Military history—Lack of French Strategic Vision: the otched Peace of 1919
Histoire militaire - Absence de vision stratégique française : vers une paix bâclée en 1919
S’il est établi en principe depuis Clausewitz que le commandement militaire soit subordonné au pouvoir politique, cette règle a un corollaire : en temps de guerre, le commandement militaire est pleinement responsable de la conduite des opérations, alors que le pouvoir politique, quant à lui, l’est de la conduite générale de la guerre, distingo entre stratégie opérationnelle et stratégie générale. C’est notamment lui qui fixe les buts de guerre (1). Lorsque l’on se reporte à la situation de la France durant le premier conflit mondial, on est forcé de constater que ce principe a été écorné et que, faute de directives précises, le commandement, incarné dans le Grand Quartier Général (GQG), notamment sous le commandement du général Joffre, a été forcé de se fixer lui-même le cadre dans lequel l’action militaire devait s’inscrire. Cela n’est pas dû à la nature des institutions qui n’est pas en cause, mais aux conditions mêmes d’entrée en guerre, à la définition pour le moins floue des buts de guerre affichés par le gouvernement, ainsi qu’à la pratique gouvernementale. Les conséquences en seront funestes : outre une omnipotence initiale du GQG que les gouvernements successifs s’efforceront de réduire, de nature à entraîner des malentendus entre le commandement et le pouvoir, surtout, l’absence de politique claire et affichée ouvrira un boulevard au président Wilson sur les positions duquel le gouvernement français sera bien forcé de s’aligner à compter du début de l’année 1918, ce qui conduira aux désastreux traités de 1919 et de 1920.

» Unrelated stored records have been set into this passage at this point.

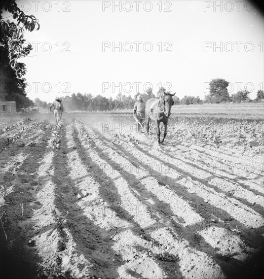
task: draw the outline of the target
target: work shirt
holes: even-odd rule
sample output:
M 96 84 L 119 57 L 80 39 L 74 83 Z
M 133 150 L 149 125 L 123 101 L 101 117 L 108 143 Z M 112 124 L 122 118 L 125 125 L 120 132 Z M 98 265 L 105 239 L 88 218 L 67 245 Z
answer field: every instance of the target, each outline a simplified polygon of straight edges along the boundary
M 58 101 L 54 101 L 50 106 L 50 109 L 53 107 L 54 110 L 58 110 L 58 111 L 63 111 L 63 106 L 61 103 Z
M 145 103 L 143 101 L 137 101 L 134 106 L 134 110 L 137 112 L 145 112 Z

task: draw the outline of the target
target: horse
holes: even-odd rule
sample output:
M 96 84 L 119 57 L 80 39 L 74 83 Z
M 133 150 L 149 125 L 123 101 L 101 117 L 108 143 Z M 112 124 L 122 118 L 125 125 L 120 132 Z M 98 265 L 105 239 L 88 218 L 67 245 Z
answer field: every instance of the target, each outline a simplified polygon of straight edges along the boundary
M 147 119 L 146 119 L 146 131 L 148 133 L 150 119 L 154 120 L 156 126 L 158 142 L 159 146 L 164 141 L 167 134 L 168 120 L 170 115 L 171 106 L 174 104 L 172 97 L 175 94 L 176 92 L 174 94 L 163 92 L 159 99 L 152 98 L 146 102 L 145 113 L 145 115 L 147 116 Z M 164 125 L 164 135 L 161 141 L 160 140 L 161 131 L 160 130 L 161 122 L 163 122 Z

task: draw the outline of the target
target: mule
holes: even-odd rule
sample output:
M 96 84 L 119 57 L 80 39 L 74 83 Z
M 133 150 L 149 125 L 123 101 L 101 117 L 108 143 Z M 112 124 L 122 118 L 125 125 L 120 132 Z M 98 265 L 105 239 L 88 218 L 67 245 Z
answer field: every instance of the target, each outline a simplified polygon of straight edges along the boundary
M 154 121 L 156 124 L 159 145 L 163 143 L 167 134 L 168 120 L 171 114 L 171 106 L 174 104 L 172 97 L 175 94 L 176 92 L 174 94 L 163 92 L 159 99 L 152 98 L 146 102 L 145 113 L 145 115 L 148 116 L 147 117 L 147 119 L 146 119 L 146 131 L 148 133 L 149 120 L 151 119 Z M 161 131 L 160 130 L 161 122 L 163 122 L 164 124 L 164 134 L 161 141 L 160 140 Z

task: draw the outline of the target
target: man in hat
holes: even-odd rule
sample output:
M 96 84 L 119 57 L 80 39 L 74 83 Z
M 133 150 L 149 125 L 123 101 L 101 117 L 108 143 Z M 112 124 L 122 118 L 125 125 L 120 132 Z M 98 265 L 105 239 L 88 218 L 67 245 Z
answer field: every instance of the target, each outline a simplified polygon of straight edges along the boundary
M 56 123 L 58 123 L 61 119 L 61 116 L 63 112 L 63 106 L 61 103 L 61 99 L 56 97 L 55 100 L 51 104 L 50 111 L 51 112 L 52 108 L 53 108 L 53 113 Z
M 134 116 L 137 118 L 139 123 L 142 124 L 145 120 L 145 107 L 146 104 L 143 101 L 143 98 L 141 94 L 138 95 L 137 98 L 138 101 L 134 106 L 133 114 Z M 140 125 L 137 123 L 137 128 L 140 132 L 139 126 Z

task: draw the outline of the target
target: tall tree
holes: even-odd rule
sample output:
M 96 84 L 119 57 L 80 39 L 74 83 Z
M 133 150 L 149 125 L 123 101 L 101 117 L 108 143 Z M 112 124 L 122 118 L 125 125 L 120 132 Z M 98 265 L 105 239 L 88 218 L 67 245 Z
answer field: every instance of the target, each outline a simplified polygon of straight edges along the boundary
M 26 72 L 25 65 L 18 59 L 24 57 L 32 49 L 31 45 L 23 46 L 25 42 L 25 30 L 32 31 L 36 25 L 40 25 L 37 20 L 33 16 L 27 16 L 17 6 L 15 0 L 1 1 L 1 43 L 0 51 L 1 96 L 2 100 L 15 100 L 17 110 L 23 107 L 32 107 L 33 101 L 26 97 L 25 93 L 25 79 L 23 77 Z M 2 18 L 3 11 L 13 14 L 17 23 L 9 20 L 4 20 Z
M 263 90 L 258 90 L 257 92 L 256 99 L 258 101 L 263 100 L 264 99 L 264 91 Z
M 239 90 L 236 94 L 232 94 L 231 99 L 235 102 L 248 102 L 250 100 L 248 95 L 249 91 L 247 90 Z
M 230 101 L 228 86 L 229 83 L 223 79 L 215 79 L 210 82 L 210 93 L 206 96 L 207 102 L 219 103 Z

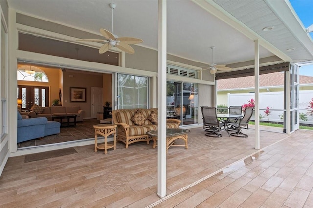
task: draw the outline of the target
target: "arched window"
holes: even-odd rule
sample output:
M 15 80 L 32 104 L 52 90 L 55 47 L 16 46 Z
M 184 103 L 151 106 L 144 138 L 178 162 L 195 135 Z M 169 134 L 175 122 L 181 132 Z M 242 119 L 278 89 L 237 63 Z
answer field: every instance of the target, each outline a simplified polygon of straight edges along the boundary
M 46 74 L 39 68 L 33 66 L 18 68 L 18 80 L 49 82 Z

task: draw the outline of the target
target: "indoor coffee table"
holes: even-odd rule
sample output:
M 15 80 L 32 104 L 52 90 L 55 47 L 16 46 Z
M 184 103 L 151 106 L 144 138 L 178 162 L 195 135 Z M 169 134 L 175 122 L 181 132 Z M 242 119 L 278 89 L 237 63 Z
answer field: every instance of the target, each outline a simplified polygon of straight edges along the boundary
M 112 124 L 100 124 L 93 125 L 94 128 L 94 151 L 97 152 L 98 149 L 104 150 L 104 154 L 107 154 L 107 149 L 114 148 L 116 149 L 116 127 L 117 125 Z M 107 143 L 107 137 L 114 134 L 114 142 L 113 144 Z M 104 144 L 98 145 L 97 142 L 97 135 L 104 137 Z
M 71 126 L 75 126 L 76 125 L 76 117 L 77 115 L 58 115 L 55 116 L 51 116 L 52 118 L 52 121 L 54 121 L 54 119 L 60 119 L 60 123 L 61 123 L 61 127 L 69 127 Z M 62 122 L 62 119 L 67 119 L 67 122 Z M 70 119 L 74 119 L 73 122 L 70 122 Z M 70 124 L 73 124 L 72 125 L 70 125 Z M 67 124 L 67 125 L 62 125 L 62 124 Z
M 188 149 L 188 134 L 190 132 L 188 129 L 182 128 L 171 128 L 166 129 L 166 152 L 168 148 L 171 146 L 185 146 L 186 149 Z M 157 141 L 157 130 L 149 131 L 147 134 L 152 137 L 153 140 L 153 146 L 152 148 L 156 148 L 156 141 Z M 185 145 L 175 145 L 175 140 L 177 139 L 181 139 L 185 141 Z

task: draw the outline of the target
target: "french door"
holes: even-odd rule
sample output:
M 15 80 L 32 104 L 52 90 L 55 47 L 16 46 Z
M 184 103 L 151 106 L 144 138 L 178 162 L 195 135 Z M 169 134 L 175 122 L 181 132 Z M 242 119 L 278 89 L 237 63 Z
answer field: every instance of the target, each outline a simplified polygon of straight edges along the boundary
M 29 110 L 34 104 L 49 106 L 49 87 L 18 86 L 18 99 L 22 99 L 22 110 Z

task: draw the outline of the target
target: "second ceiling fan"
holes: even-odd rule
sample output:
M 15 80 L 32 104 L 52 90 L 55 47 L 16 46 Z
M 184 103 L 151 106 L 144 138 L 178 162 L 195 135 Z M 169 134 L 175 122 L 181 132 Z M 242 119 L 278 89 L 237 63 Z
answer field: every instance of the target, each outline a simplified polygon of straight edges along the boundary
M 134 53 L 135 51 L 129 45 L 132 44 L 138 44 L 143 42 L 142 39 L 133 38 L 131 37 L 124 37 L 119 38 L 117 35 L 113 33 L 113 11 L 116 7 L 116 5 L 113 3 L 111 3 L 109 6 L 112 9 L 112 32 L 101 28 L 100 32 L 104 36 L 105 39 L 81 39 L 80 41 L 100 41 L 105 43 L 99 49 L 99 53 L 102 54 L 108 51 L 112 46 L 116 47 L 121 50 L 131 54 Z
M 201 67 L 202 71 L 206 70 L 210 70 L 210 73 L 212 74 L 215 74 L 218 70 L 221 71 L 230 71 L 232 69 L 231 68 L 227 67 L 225 65 L 216 65 L 214 63 L 214 49 L 215 46 L 211 47 L 212 49 L 212 64 L 210 64 L 209 66 Z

L’entrée en guerre de la France est due, tout le monde en convient, à la rigidité des accords internationaux qui la lient à ses alliés, notamment russes. Même s’il semble que le président Poincaré, alors en visite à Saint-Pétersbourg au moment de la crise austro-serbe, n’ait pas fait beaucoup d’efforts pour modérer son allié russe et tenter ainsi de circonscrire la crise de juillet 1914 au niveau régional, rien n’indique que face à la volonté autrichienne, assurée du soutien allemand, ces efforts aient pu être couronnés de succès. Ces rigidités et ces automaticités se retrouvent à un degré encore exacerbé dans les mesures militaires de montée en puissance et de mise sur pied des forces : le cycle mise en alerte, couverture, mobilisation, concentration correspond dans chaque pays à une succession de mesures identifiées qui s’emboîtent les unes dans les autres selon un mécanisme très précis. Si bien que lorsqu’un pays cherche à prendre des mesures conservatoires visant à préserver sa liberté d’action en cas d’aggravation de la tension internationale, il se pose ipso facto en position d’agresseur vis-à-vis de son interlocuteur. C’est à ce « jeu » destructeur que se sont livrés mutuellement les états-majors centraux russes et allemands au paroxysme de la crise à compter du 28 juillet : chaque mesure, même préventive, prise par la Stawka (2) entraînait automatiquement une surenchère de la part de son homologue allemand. De ce « jeu », les politiques en sont pratiquement exclus, les impératifs militaires primant au risque de se trouver surclassé par un adversaire potentiel dès lors qu’il aurait pris de l’avance dans ses mesures de mobilisation et de concentration. C’est la raison pour laquelle le 31 juillet, Joffre a mis toute son autorité dans la balance pour obtenir du ministre de la Guerre, Messimy, la signature sans attendre du décret de mobilisation.
Ce faisant, d’entrée de jeu, nolens volens, même si c’est l’Allemagne qui a déclaré la guerre à la France le 3 août, celle-ci se retrouvait dans cette situation en position de défenseur objectif de la cause serbe, voire de la Grande Serbie. Cela posé, quels étaient ses buts de guerre ? Sinon le retour dans le giron national des « provinces perdues », la France, au moins en 1914, n’en avait pas. Même le retour de Delcassé au Quai d’Orsay dans le cadre du gouvernement d’Union sacrée ne devrait pas permettre de se poser la question du futur ordre européen à l’issue de la guerre, ce qui constitue le véritable enjeu du conflit, et non la dévolution de Metz et Strasbourg.